Le 12 juin 2025, une rencontre à Matignon avec les services du Premier ministre a également confirmé que le gouvernement ne s’opposerait pas à la tenue d’épreuves en euskara, sous réserve de la disponibilité d’un nombre suffisant de correcteurs.

Par ailleurs, à compter de la session du baccalauréat 2026, une épreuve anticipée de mathématiques sera introduite. La possibilité de présenter l’épreuve de mathématique en langue basque avait été acquise dès 2012, par décision du ministre de l’Éducation nationale et porte-parole du gouvernement, Luc Chatel.

Or, l’arrêté publié en septembre fixant les modalités de cette épreuve anticipée ne précise aucune langue de composition, ni le français ni les langues régionales. En l’absence d’indications contraires, et au regard des engagements pris, les élèves ont donc commencé à préparer cette épreuve de mathématiques en euskara.

Le 24 septembre 2025, les parlementaires du Pays Basque avaient été reçus par la ministre Élisabeth Borne, qui s’était engagée auprès des parlementaires à répondre de façon positive à leurs demandes, avant de quitter le gouvernement, sans pouvoir officialiser cette position.

Aujourd’hui, tous les voyants sont au vert pour autoriser la tenue d’épreuves du baccalauréat en langue basque, conformément à la circulaire signée par le ministre lui-même.

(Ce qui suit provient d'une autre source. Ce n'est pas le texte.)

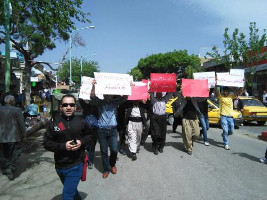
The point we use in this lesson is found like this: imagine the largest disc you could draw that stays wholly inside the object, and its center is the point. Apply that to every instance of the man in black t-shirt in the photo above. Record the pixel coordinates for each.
(188, 110)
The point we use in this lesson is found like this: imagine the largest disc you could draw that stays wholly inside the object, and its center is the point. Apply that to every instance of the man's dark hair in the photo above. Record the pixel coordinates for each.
(226, 89)
(68, 95)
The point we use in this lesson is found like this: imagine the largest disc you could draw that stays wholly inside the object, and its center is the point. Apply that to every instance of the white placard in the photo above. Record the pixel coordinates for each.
(113, 83)
(226, 79)
(238, 72)
(206, 75)
(86, 88)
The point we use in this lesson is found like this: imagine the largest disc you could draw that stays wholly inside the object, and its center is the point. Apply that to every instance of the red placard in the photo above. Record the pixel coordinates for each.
(195, 88)
(162, 82)
(138, 92)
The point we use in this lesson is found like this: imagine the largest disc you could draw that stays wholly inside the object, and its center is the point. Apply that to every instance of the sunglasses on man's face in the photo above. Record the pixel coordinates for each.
(68, 104)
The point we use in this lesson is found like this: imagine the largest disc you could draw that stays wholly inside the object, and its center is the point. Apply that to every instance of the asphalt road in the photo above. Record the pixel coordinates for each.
(211, 173)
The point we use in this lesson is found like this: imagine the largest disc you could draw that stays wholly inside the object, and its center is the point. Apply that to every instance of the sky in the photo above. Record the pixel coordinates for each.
(128, 30)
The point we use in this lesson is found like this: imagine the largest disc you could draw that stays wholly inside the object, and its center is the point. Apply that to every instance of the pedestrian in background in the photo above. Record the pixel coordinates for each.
(12, 131)
(90, 114)
(67, 136)
(226, 112)
(238, 104)
(136, 122)
(188, 111)
(158, 121)
(204, 119)
(177, 120)
(121, 113)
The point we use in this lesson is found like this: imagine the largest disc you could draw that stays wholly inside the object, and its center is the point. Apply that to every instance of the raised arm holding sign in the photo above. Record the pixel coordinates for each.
(195, 88)
(162, 82)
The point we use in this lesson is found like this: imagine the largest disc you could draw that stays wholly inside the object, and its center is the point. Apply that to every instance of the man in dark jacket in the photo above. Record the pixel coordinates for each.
(90, 113)
(67, 137)
(188, 111)
(12, 131)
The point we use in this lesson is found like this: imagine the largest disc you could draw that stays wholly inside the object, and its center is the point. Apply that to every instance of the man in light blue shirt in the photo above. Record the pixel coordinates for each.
(31, 110)
(107, 130)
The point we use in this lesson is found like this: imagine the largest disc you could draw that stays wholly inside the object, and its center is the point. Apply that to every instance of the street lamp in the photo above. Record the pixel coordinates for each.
(92, 27)
(82, 57)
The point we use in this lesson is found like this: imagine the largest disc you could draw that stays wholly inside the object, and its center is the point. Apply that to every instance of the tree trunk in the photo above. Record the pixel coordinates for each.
(27, 80)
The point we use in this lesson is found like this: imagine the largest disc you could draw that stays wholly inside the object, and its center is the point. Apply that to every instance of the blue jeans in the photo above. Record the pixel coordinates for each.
(204, 120)
(227, 124)
(70, 178)
(108, 138)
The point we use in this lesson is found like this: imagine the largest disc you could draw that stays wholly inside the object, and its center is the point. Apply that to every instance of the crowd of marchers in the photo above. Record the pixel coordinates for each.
(70, 136)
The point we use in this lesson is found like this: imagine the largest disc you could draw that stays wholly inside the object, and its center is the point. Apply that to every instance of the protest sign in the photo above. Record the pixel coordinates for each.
(210, 76)
(195, 88)
(226, 79)
(139, 91)
(113, 83)
(162, 82)
(86, 88)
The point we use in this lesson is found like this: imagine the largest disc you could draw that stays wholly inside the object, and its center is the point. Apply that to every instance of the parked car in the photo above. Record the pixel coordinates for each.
(213, 113)
(254, 110)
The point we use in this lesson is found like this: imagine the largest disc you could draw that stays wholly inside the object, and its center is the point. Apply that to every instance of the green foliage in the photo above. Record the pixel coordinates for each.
(238, 51)
(136, 73)
(170, 62)
(88, 69)
(41, 22)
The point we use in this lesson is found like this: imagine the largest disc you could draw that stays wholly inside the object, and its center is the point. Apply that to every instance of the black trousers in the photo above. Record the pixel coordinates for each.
(146, 132)
(91, 147)
(9, 155)
(177, 121)
(158, 125)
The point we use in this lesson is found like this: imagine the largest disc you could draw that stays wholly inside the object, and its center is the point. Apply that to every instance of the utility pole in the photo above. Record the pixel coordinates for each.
(7, 45)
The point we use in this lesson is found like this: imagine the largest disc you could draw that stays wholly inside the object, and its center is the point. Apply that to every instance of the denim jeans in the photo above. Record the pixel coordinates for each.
(204, 120)
(227, 124)
(91, 147)
(70, 178)
(108, 138)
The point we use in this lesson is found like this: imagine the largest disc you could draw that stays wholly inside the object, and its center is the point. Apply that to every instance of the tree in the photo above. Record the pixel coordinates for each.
(242, 53)
(38, 24)
(170, 62)
(89, 67)
(239, 51)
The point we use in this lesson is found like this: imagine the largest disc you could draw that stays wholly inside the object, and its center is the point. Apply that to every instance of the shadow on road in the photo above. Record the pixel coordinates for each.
(32, 152)
(59, 196)
(245, 155)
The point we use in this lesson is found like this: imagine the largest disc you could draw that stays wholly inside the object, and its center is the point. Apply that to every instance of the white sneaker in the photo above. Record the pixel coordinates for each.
(263, 160)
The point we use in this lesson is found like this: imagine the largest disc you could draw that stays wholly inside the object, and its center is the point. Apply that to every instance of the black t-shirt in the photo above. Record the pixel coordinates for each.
(203, 107)
(189, 111)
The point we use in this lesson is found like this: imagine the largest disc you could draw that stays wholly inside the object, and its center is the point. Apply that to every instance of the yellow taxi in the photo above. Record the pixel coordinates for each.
(254, 110)
(213, 113)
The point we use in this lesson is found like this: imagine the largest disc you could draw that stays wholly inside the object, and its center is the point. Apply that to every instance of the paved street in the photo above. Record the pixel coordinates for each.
(211, 173)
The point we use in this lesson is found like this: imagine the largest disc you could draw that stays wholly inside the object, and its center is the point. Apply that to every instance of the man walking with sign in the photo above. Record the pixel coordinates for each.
(226, 112)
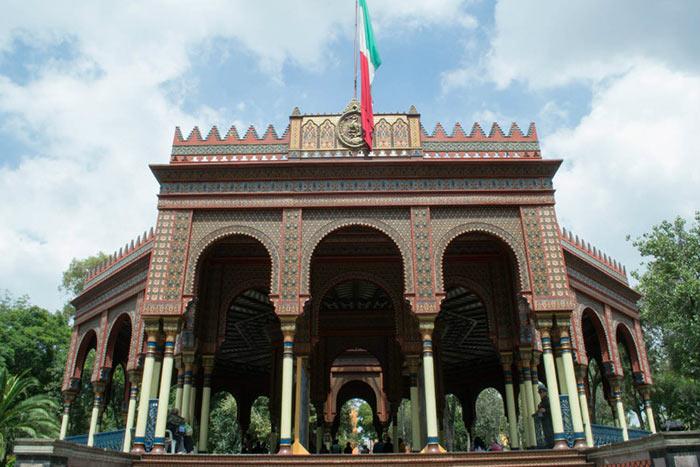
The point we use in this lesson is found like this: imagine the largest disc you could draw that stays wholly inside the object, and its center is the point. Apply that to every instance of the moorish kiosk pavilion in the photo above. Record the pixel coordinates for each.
(305, 269)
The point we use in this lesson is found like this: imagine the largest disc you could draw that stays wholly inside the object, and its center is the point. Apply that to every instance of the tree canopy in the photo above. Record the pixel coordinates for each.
(670, 311)
(74, 276)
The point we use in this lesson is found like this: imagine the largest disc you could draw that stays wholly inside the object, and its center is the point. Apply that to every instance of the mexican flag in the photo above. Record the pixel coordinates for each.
(369, 62)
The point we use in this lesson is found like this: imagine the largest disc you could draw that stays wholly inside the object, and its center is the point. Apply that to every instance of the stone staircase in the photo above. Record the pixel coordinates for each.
(535, 458)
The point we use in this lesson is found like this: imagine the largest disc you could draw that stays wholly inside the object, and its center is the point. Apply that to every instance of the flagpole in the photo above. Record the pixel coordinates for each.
(355, 76)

Enfin, la délégation du Pays Basque devrait obtenir des garanties sur les dotations en enseignants pour la rentrée 2026. Si la rentrée 2025 a pu être assurée grâce à des dotations horaires supplémentaires, les effectifs des ikastola (écoles immersives en langue basque) continuent de progresser, et les moyens doivent suivre afin de garantir un enseignement de qualité en langue basque.

SEASKA est membre de Institut Supérieur des Langues de la République Française – ISLRF

SEASKA est membre de l’institut ISLRF organisme de formation des enseignants du réseau Eskolim composé des organisations Bretonne (Diwan), Occitane (Calandretas), Catalane (Bressola), Alsacienne (ABCM) et Corse (Scola corsa).
Cet institut se charge, entre autres, de la gestion administrative des postes attribués au concours des enseignant(e)s, propres aux écoles immersives du réseau Eskolim.